Bank House, Bridgelands Cottage, Greenhays Cottage And National Westminster Bank is a Grade II listed building in the Maidstone local planning authority area, England. First listed on 23 May 1967. A C15 House. 4 related planning applications.

Bank House, Bridgelands Cottage, Greenhays Cottage And National Westminster Bank

WRENN ID
pale-portal-thrush
Grade
II
Local Planning Authority
Maidstone
Country
England
Date first listed
23 May 1967
Type
House
Source
Historic England listing

Description

This is a house, now a row of houses and a bank, dating back to the 15th century, with alterations and a facade from the late 18th or early 19th century. It is timber-framed, with the left end of the ground floor built of red brick in a Flemish bond pattern, the rest of the building using red and grey brick, also in Flemish bond. The first floor is tile-hung, and the roof is covered with tiles, possibly indicating a Wealden origin. The building originally comprised an open hall, with a storeyed bay to the right end and likely to the left.
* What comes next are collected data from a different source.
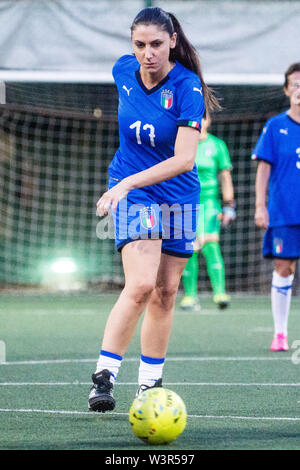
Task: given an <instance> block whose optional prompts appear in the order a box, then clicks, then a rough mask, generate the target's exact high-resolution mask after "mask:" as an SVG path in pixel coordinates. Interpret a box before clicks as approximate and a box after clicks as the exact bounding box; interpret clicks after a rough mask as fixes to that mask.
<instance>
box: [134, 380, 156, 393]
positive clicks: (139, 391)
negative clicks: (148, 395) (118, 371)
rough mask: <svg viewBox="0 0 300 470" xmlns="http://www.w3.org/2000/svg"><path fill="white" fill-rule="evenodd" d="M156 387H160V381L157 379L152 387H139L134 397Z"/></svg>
mask: <svg viewBox="0 0 300 470" xmlns="http://www.w3.org/2000/svg"><path fill="white" fill-rule="evenodd" d="M157 387H162V379H158V380H157V381H156V382H155V384H154V385H144V384H142V385H140V386H139V388H138V390H137V392H136V397H138V396H139V395H140V393H143V392H144V391H145V390H149V389H150V388H157Z"/></svg>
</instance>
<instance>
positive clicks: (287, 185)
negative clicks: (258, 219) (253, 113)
mask: <svg viewBox="0 0 300 470" xmlns="http://www.w3.org/2000/svg"><path fill="white" fill-rule="evenodd" d="M252 159H254V160H264V161H266V162H267V163H269V164H270V165H271V173H270V181H269V194H268V211H269V227H280V226H285V225H299V224H300V124H299V123H297V122H296V121H294V120H293V119H291V118H290V117H289V115H288V114H287V112H284V113H281V114H279V115H278V116H275V117H273V118H271V119H269V120H268V121H267V123H266V125H265V127H264V129H263V131H262V133H261V135H260V138H259V140H258V142H257V144H256V147H255V149H254V152H253V155H252Z"/></svg>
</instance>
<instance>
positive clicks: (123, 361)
mask: <svg viewBox="0 0 300 470" xmlns="http://www.w3.org/2000/svg"><path fill="white" fill-rule="evenodd" d="M139 361H140V358H138V357H131V358H125V359H123V362H139ZM189 361H196V362H197V361H199V362H206V361H216V362H218V361H219V362H223V361H227V362H235V361H237V362H238V361H250V362H251V361H253V362H255V361H291V357H290V356H284V357H283V356H277V357H274V356H273V357H243V356H241V357H221V356H220V357H168V358H167V359H166V362H189ZM96 362H97V358H94V359H47V360H38V361H7V362H1V363H0V366H27V365H39V364H72V363H73V364H79V363H96Z"/></svg>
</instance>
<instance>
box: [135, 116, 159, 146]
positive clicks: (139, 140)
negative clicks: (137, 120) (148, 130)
mask: <svg viewBox="0 0 300 470" xmlns="http://www.w3.org/2000/svg"><path fill="white" fill-rule="evenodd" d="M141 125H142V121H135V122H133V123H132V124H131V125H130V126H129V127H130V129H135V135H136V141H137V143H138V144H139V145H142V140H141ZM147 129H149V139H150V144H151V146H152V147H155V142H154V138H155V129H154V126H153V125H152V124H144V126H143V130H144V131H146V130H147Z"/></svg>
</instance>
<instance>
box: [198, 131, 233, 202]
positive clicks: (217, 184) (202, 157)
mask: <svg viewBox="0 0 300 470" xmlns="http://www.w3.org/2000/svg"><path fill="white" fill-rule="evenodd" d="M196 165H197V169H198V176H199V180H200V184H201V199H202V200H203V199H207V198H219V181H218V173H219V171H222V170H231V169H232V165H231V161H230V156H229V152H228V149H227V145H226V144H225V142H224V141H223V140H221V139H219V138H218V137H215V136H214V135H212V134H208V135H207V138H206V139H205V140H202V141H200V142H199V144H198V148H197V154H196Z"/></svg>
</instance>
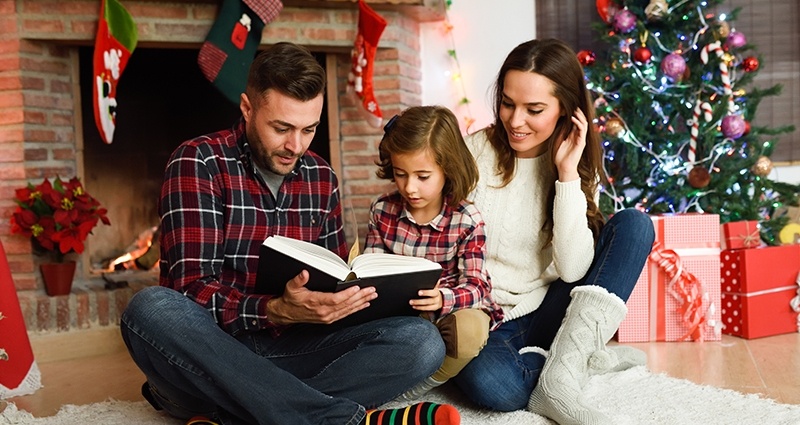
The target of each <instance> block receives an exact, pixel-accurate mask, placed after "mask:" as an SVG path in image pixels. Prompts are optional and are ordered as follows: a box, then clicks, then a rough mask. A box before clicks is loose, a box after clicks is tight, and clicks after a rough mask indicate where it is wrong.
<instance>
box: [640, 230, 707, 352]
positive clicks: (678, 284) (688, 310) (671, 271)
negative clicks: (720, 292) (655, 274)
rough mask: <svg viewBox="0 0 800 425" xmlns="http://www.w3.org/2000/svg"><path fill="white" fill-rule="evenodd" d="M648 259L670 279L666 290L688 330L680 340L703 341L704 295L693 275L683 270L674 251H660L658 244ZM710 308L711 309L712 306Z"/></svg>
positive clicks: (697, 279) (660, 247)
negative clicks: (676, 303) (671, 297)
mask: <svg viewBox="0 0 800 425" xmlns="http://www.w3.org/2000/svg"><path fill="white" fill-rule="evenodd" d="M650 259H651V260H652V261H654V262H655V263H656V264H657V265H658V267H659V269H661V270H662V271H663V272H664V273H665V274H666V275H667V277H669V279H670V280H669V283H668V284H667V289H668V290H669V293H670V295H672V297H673V298H675V299H676V300H677V301H678V303H679V307H678V310H679V312H680V313H681V319H682V321H683V324H684V326H685V327H686V329H688V330H687V331H686V333H685V334H684V335H683V336H682V337H681V340H685V339H687V338H689V337H690V336H691V337H692V339H693V340H695V341H703V339H704V337H705V333H704V332H703V326H701V325H702V324H703V323H705V322H706V316H705V311H704V310H703V298H704V297H705V294H704V293H703V290H702V285H701V283H700V281H699V280H698V279H697V277H695V275H693V274H692V273H689V272H688V271H686V270H684V269H683V265H682V264H681V257H680V256H679V255H678V254H677V253H676V252H675V251H673V250H671V249H661V244H660V243H656V244H655V245H654V246H653V251H652V252H651V253H650ZM711 307H712V308H713V306H711Z"/></svg>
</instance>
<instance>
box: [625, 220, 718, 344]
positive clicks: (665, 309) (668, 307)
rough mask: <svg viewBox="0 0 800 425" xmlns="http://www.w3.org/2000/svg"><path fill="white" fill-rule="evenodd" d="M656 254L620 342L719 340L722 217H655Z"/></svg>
mask: <svg viewBox="0 0 800 425" xmlns="http://www.w3.org/2000/svg"><path fill="white" fill-rule="evenodd" d="M651 219H652V220H653V225H654V226H655V231H656V240H655V243H654V244H653V251H652V252H651V254H650V257H649V258H648V260H647V263H646V264H645V266H644V269H643V270H642V273H641V275H640V276H639V280H638V281H637V282H636V286H635V287H634V289H633V292H632V293H631V296H630V298H628V301H627V303H626V304H627V306H628V314H627V316H626V317H625V320H623V321H622V323H621V324H620V327H619V331H618V332H617V339H618V340H619V342H646V341H686V340H706V341H717V340H719V339H720V338H721V335H720V327H721V324H720V308H719V305H720V304H719V302H720V286H719V283H720V280H719V273H720V270H719V252H720V250H719V236H720V231H719V228H720V227H719V216H718V215H716V214H674V215H662V216H651Z"/></svg>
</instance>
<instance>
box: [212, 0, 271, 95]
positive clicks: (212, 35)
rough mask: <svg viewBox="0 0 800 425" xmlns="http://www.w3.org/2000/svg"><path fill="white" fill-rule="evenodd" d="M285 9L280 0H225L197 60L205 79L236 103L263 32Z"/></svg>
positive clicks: (245, 79) (241, 89)
mask: <svg viewBox="0 0 800 425" xmlns="http://www.w3.org/2000/svg"><path fill="white" fill-rule="evenodd" d="M282 9H283V3H281V2H280V0H223V3H222V8H221V9H220V11H219V16H218V17H217V20H216V22H214V25H213V26H212V27H211V30H210V31H209V32H208V36H206V41H205V43H203V47H201V48H200V53H199V54H198V56H197V64H198V65H199V66H200V70H201V71H202V72H203V75H204V76H205V77H206V79H208V81H211V82H212V83H213V84H214V86H215V87H216V88H217V89H218V90H219V91H220V92H221V93H222V94H223V95H225V97H226V98H227V99H228V100H230V101H231V102H233V103H234V104H235V105H238V104H239V98H240V95H241V94H242V93H243V92H244V89H245V86H246V85H247V71H248V69H249V68H250V63H252V62H253V57H254V56H255V54H256V50H257V49H258V45H259V44H260V43H261V32H262V31H263V30H264V26H265V25H266V24H268V23H270V22H272V21H273V20H274V19H275V18H276V17H277V16H278V14H279V13H280V12H281V10H282Z"/></svg>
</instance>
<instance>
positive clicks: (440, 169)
mask: <svg viewBox="0 0 800 425" xmlns="http://www.w3.org/2000/svg"><path fill="white" fill-rule="evenodd" d="M325 82H326V77H325V72H324V70H323V69H322V67H321V66H320V65H319V64H318V62H317V61H316V59H315V58H314V57H313V56H312V55H311V54H310V53H309V52H308V51H307V50H306V49H304V48H302V47H300V46H297V45H294V44H292V43H285V42H284V43H278V44H275V45H274V46H272V47H270V48H269V49H267V50H265V51H263V52H261V53H259V54H258V55H257V56H256V58H255V60H254V62H253V64H252V65H251V67H250V71H249V75H248V79H247V86H246V90H245V92H244V93H242V94H241V101H240V109H241V113H242V117H241V119H240V120H239V121H238V122H237V123H235V124H234V125H233V126H232V128H230V129H227V130H222V131H219V132H216V133H212V134H207V135H204V136H201V137H198V138H195V139H193V140H189V141H186V142H184V143H183V144H181V145H180V146H179V147H178V148H177V150H176V151H175V152H174V153H173V155H172V157H171V158H170V160H169V162H168V164H167V167H166V171H165V176H164V183H163V186H162V190H161V198H160V202H159V215H160V217H161V229H160V237H161V240H160V243H161V264H160V269H161V279H160V286H155V287H149V288H146V289H144V290H142V291H140V292H139V293H137V294H136V295H135V296H134V297H133V298H132V299H131V301H130V304H129V305H128V307H127V309H126V310H125V312H124V313H123V315H122V318H121V324H120V326H121V329H122V335H123V338H124V341H125V343H126V345H127V347H128V350H129V351H130V354H131V356H132V357H133V359H134V361H135V362H136V364H137V365H138V367H139V368H140V369H141V370H142V371H143V372H144V374H145V376H146V377H147V382H146V383H145V384H144V386H143V387H142V391H143V394H144V395H145V397H146V398H147V399H148V401H150V403H151V404H152V405H153V406H154V407H155V408H156V409H164V410H165V411H166V412H168V413H169V414H170V415H172V416H174V417H176V418H181V419H184V420H187V421H188V422H187V423H188V424H226V425H227V424H279V423H292V424H313V425H318V424H354V425H355V424H400V423H403V424H406V423H408V424H438V425H442V424H447V425H449V424H458V423H459V421H460V419H459V413H458V411H457V410H456V409H455V408H454V407H453V406H450V405H443V404H435V403H430V402H424V401H419V400H420V399H424V395H425V393H426V392H428V391H429V390H431V389H432V388H434V387H436V386H438V385H441V384H442V383H444V382H445V381H448V380H452V381H453V382H454V384H455V385H456V386H457V387H458V388H460V390H461V391H463V392H464V394H466V396H467V397H469V398H470V399H471V400H473V401H474V402H475V403H476V404H477V405H479V406H482V407H484V408H486V409H492V410H496V411H513V410H518V409H529V410H530V411H532V412H534V413H537V414H540V415H543V416H547V417H549V418H551V419H553V420H554V421H556V422H558V423H560V424H605V423H610V420H609V419H608V418H607V417H605V416H604V415H603V414H602V413H600V412H599V411H598V410H597V409H595V408H594V407H593V406H589V405H585V404H584V403H582V401H581V400H582V396H581V395H582V391H583V386H584V384H585V383H586V381H587V380H588V378H589V376H591V375H592V374H598V373H604V372H607V371H610V370H621V369H624V368H627V367H631V366H633V365H638V364H643V363H644V361H645V359H644V354H643V353H642V352H640V351H637V350H634V349H631V348H627V347H619V346H617V347H614V349H612V348H611V347H607V346H606V343H607V342H608V341H609V339H610V338H611V337H612V336H613V335H614V333H615V331H616V330H617V327H618V326H619V323H620V322H621V321H622V319H623V318H624V316H625V312H626V307H625V300H627V298H628V297H629V295H630V293H631V291H632V290H633V287H634V284H635V283H636V280H637V278H638V276H639V274H640V272H641V270H642V267H643V265H644V262H645V259H646V258H647V255H648V254H649V252H650V247H651V245H652V242H653V238H654V232H653V226H652V224H651V221H650V219H649V218H648V217H647V216H646V215H645V214H643V213H641V212H639V211H636V210H623V211H620V212H618V213H616V214H614V215H613V216H612V217H611V218H610V219H609V220H608V221H606V220H605V219H604V217H603V215H602V214H601V212H600V210H599V208H598V193H599V184H600V182H602V181H605V178H604V174H603V168H602V152H601V146H600V140H599V136H598V134H597V132H596V130H595V129H594V128H593V125H592V119H593V109H594V108H593V106H592V103H591V100H590V97H589V94H588V92H587V90H586V88H585V85H584V76H583V70H582V68H581V65H580V63H579V62H578V60H577V58H576V55H575V53H574V52H573V51H572V50H571V49H570V48H569V47H568V46H567V45H566V44H565V43H563V42H561V41H558V40H553V39H547V40H531V41H528V42H526V43H523V44H520V45H519V46H517V47H516V48H515V49H513V50H512V51H511V53H510V54H509V55H508V56H507V58H506V60H505V61H504V62H503V64H502V66H501V68H500V72H499V73H498V77H497V81H496V83H495V91H494V123H493V124H491V125H490V126H489V127H487V128H485V129H483V130H480V131H478V132H476V133H473V134H470V135H468V136H466V137H462V135H461V132H460V129H459V126H458V122H457V120H456V118H455V117H454V115H453V113H452V112H450V111H449V110H448V109H446V108H443V107H438V106H419V107H411V108H408V109H406V110H405V111H403V112H402V113H400V114H399V115H398V116H395V117H394V118H392V119H391V120H389V122H388V123H387V124H386V126H385V127H384V135H383V138H382V140H381V143H380V147H379V158H378V159H377V161H376V162H377V175H378V176H379V177H380V178H382V179H387V180H390V181H392V182H394V183H395V185H396V191H394V192H392V193H389V194H386V195H383V196H381V197H379V198H378V199H376V200H375V201H374V202H373V203H372V206H371V210H370V221H369V227H368V234H367V239H366V248H365V252H388V253H394V254H399V255H411V256H418V257H425V258H428V259H430V260H433V261H435V262H437V263H439V264H440V265H441V266H442V275H441V278H440V280H439V283H438V284H437V286H436V287H435V288H434V289H431V290H422V291H420V292H419V297H418V298H416V299H413V300H411V301H410V304H411V306H412V307H413V308H414V309H416V310H418V311H419V312H420V314H419V315H418V316H401V317H389V318H385V319H380V320H375V321H371V322H366V323H363V324H358V325H353V326H347V327H344V326H331V324H335V323H336V322H337V321H338V320H339V319H342V318H344V317H346V316H348V315H350V314H352V313H354V312H357V311H359V310H362V309H364V308H368V307H369V305H370V302H371V301H372V300H374V299H375V298H376V296H377V294H376V293H375V289H374V288H372V287H358V286H354V287H351V288H348V289H345V290H342V291H339V292H336V293H327V292H316V291H311V290H309V289H307V288H306V287H305V285H306V284H307V283H308V280H309V275H308V272H306V271H303V272H302V273H300V274H298V275H297V276H296V277H294V278H293V279H291V280H290V281H289V282H287V283H286V288H285V290H284V292H283V294H282V295H279V296H270V295H263V294H257V293H256V292H255V282H256V270H257V269H258V258H259V249H260V246H261V244H262V243H263V241H264V240H265V239H266V238H267V237H268V236H272V235H282V236H287V237H291V238H295V239H301V240H305V241H310V242H314V243H316V244H318V245H320V246H323V247H325V248H327V249H329V250H330V251H333V252H334V253H336V254H338V255H339V256H340V257H342V258H347V255H348V247H347V243H346V241H345V235H344V230H343V221H342V206H341V203H340V188H339V182H338V179H337V176H336V175H335V174H334V172H333V169H332V168H331V167H330V165H329V164H327V163H326V162H325V160H323V159H322V158H321V157H319V156H317V155H316V154H315V153H313V152H311V151H309V150H308V147H309V145H310V143H311V140H312V138H313V136H314V133H315V131H316V128H317V126H318V125H319V124H320V116H321V113H322V108H323V101H324V93H325ZM276 267H278V265H276ZM398 398H401V399H403V400H408V401H409V403H410V405H409V406H408V407H406V408H402V409H387V410H379V409H378V408H379V407H380V406H381V405H383V404H385V403H387V402H389V401H391V400H395V399H398ZM412 403H413V404H412Z"/></svg>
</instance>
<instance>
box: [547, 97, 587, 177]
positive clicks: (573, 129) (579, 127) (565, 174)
mask: <svg viewBox="0 0 800 425" xmlns="http://www.w3.org/2000/svg"><path fill="white" fill-rule="evenodd" d="M571 119H572V124H573V125H572V131H570V132H569V134H567V137H566V138H565V139H564V140H562V141H561V143H559V144H558V147H557V148H556V157H555V162H556V168H557V169H558V180H559V181H561V182H568V181H572V180H576V179H578V178H580V176H579V175H578V162H580V160H581V155H583V149H584V148H585V147H586V132H587V131H588V128H589V123H588V121H587V120H586V115H585V114H584V113H583V111H581V109H580V108H577V109H575V113H573V114H572V117H571Z"/></svg>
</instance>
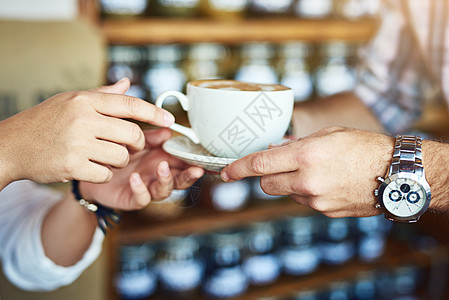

The building has a brick plinth towards the centre, and a stone plinth to the right. The steeply pitched roof is gabled to the left and hipped to the right, with a brick ridge stack towards the left end. The windows are irregularly placed, consisting of four three-light casements, one to the left and three to the right of the stack. Three of the ground floor windows on the right have segmental heads. The former bank window has a plain frieze. A ribbed door leads to the bank on the left, while a door with flush panels, two top lights, a segmental head, and a flat bracketed hood serves as the entrance to Bank House in the centre. A similar panelled door with a flat bracketed hood is located at Bridgelands, between the first and second windows from the right, and a half-glazed door leads to Greenheys Cottage in a short, gabled timber-framed rear wing to the right.

The interior was only partly inspected. A moulded and brattished beam is visible at the right end of the hall. There is a four-centred arched doorhead with hollow spandrels to the rear wall of the hall, along with an axial beam and broad, closely-set joists in the right end bay. The roof is supported by a crown post.